House debates

Thursday, 30 October 2014


Breast Cancer

10:01 am

Photo of Jill HallJill Hall (Shortland, Australian Labor Party) Share this | | Hansard source

Breast cancer is the most common cancer affecting women. It is estimated that 15,270 Australian women will be diagnosed with breast cancer in 2014. However, it is important to remember that most women survive breast cancer. Breast cancer in men, while it is very rare, does occur, with 113 Australian men diagnosed with breast cancer in 2008.

Breast cancer symptoms can include lumpiness or thickening; changes to the nipples, such as a change in shape, crusting, a sore or an ulcer, redness, unusual discharge or an inverted nipple; changes to the skin of the breast, such as dimpling of the skin, unusual redness or other colour changes; an increase or decrease in the size of a breast; a change in the shape of the breast; swelling or discomfort in the armpit; and persistent, unusual pain that is not related to normal monthly menstrual cycles and that remains.

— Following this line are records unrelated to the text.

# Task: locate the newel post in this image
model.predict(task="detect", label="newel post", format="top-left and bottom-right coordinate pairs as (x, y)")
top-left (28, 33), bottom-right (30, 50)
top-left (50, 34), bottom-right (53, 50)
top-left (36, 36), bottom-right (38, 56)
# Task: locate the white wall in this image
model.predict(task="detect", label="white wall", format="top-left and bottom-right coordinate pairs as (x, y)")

Breast cancer is the most common cancer among Australian women, representing 28 per cent of all cancers in women. About one in eight women will be diagnosed with breast cancer by the age of 85. Although it can occur at any age, breast cancer is more common in older women. More than two in three women—that is, 69 per cent of women—are diagnosed between the ages of 40 and 69. About one in four—that is, 25 per cent—are diagnosed at age 70 and over. Nearly 80 per cent of women diagnosed with breast cancer have an invasive ductal carcinoma, while 11 per cent have a different type of breast cancer.

I think it is really important to reflect on breast cancer in this last week of October, which is Breast Cancer Awareness Month. I put on the record my support for all the work is being done in that area. Tomorrow I will be hosting a breast cancer morning tea at Windale in my electorate and I have invited a number of women from throughout the electorate to attend.

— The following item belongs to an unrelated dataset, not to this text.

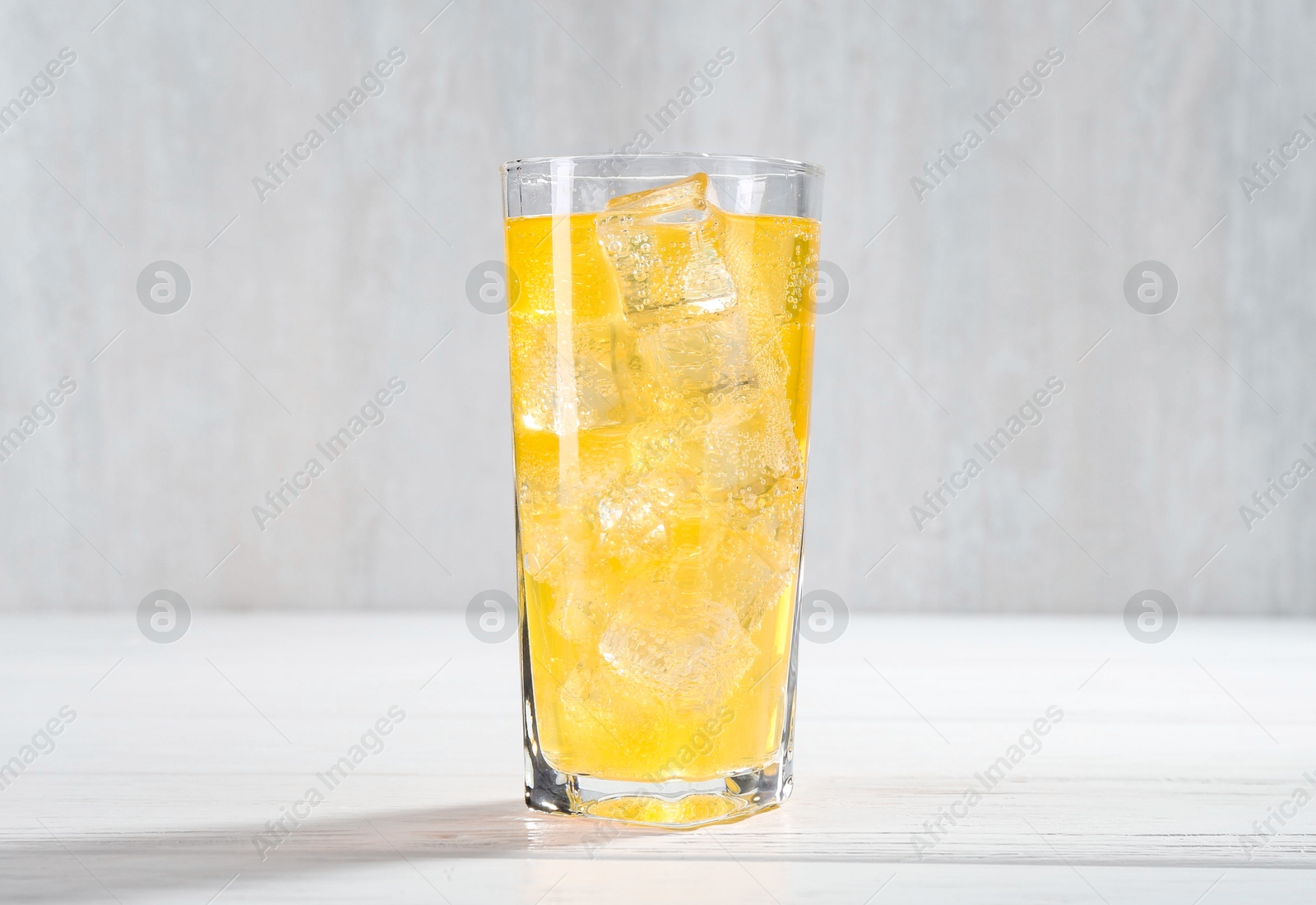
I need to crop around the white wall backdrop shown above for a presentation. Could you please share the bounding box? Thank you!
[0,0,1316,615]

I also take this opportunity to acknowledge the work of Professor John Forbes AM, who is the Director of Research of the Australia and New Zealand Breast Cancer Trials Group, which is based in Newcastle. The research that has been done by this group is cutting-edge. Professor Forbes has been referred to many times in this place—the previous member for Hume was a great advocate of the work that he does—and he has been given the title 'Mr Breast Cancer' because of the fine work that he has done. At my morning tea, we will have guest speakers from the breast cancer trial and Dr Susie Smith will be speaking at the event. I am asking people to donate a gold coin. In addition, we are going to have raffles and a lot of activities and the funds will be donated to breast cancer research.

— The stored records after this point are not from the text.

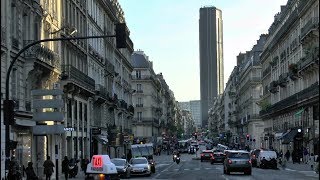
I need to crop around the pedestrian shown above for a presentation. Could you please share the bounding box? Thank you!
[43,156,54,180]
[279,149,283,158]
[25,162,38,180]
[61,156,69,180]
[284,149,290,161]
[308,153,316,170]
[303,147,309,164]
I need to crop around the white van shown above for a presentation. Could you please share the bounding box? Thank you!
[257,150,277,169]
[86,155,119,180]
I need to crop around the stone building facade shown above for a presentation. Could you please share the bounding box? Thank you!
[1,0,134,178]
[260,0,319,157]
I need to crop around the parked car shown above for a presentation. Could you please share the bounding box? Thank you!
[200,150,213,162]
[111,158,131,178]
[223,150,252,175]
[85,155,119,179]
[257,150,277,169]
[130,157,151,176]
[250,149,262,167]
[188,145,196,154]
[211,152,225,164]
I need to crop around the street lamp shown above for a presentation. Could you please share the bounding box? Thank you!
[3,23,128,178]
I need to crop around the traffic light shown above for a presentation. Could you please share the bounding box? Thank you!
[116,23,128,48]
[3,100,15,125]
[247,134,250,141]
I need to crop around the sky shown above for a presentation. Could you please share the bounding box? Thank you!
[118,0,287,102]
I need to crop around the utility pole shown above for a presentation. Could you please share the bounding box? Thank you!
[3,23,128,178]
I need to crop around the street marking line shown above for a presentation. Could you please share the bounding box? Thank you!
[152,163,175,179]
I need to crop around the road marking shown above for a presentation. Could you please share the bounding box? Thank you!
[285,168,297,171]
[222,175,229,180]
[152,163,175,179]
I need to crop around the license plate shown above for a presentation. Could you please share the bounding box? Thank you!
[91,167,103,171]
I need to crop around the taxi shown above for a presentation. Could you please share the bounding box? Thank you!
[86,155,119,180]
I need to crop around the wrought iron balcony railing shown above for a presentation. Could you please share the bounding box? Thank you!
[62,65,95,91]
[300,17,319,40]
[278,73,288,87]
[95,84,110,99]
[259,82,319,116]
[298,47,319,71]
[269,81,278,93]
[24,40,61,70]
[1,26,7,45]
[132,75,154,80]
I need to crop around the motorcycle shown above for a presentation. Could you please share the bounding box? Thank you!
[172,154,178,162]
[69,160,78,178]
[176,157,180,164]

Breast cancer is not something we can take lightly. The rate of cure of breast cancer and the number of women surviving after five years have increased. This will only continue if we have more research and people become more aware. The reasons survival rates have increased vary from the treatments to the fact that women are more aware of the symptoms and with early detection through regular mammograms. I encourage women to have their mammogram once every two years. For people in my electorate, come along and hear Dr Susie Smith speak and also hear speakers from the Hunter Breast Cancer Foundation. It will be a great morning and there will be lots of information.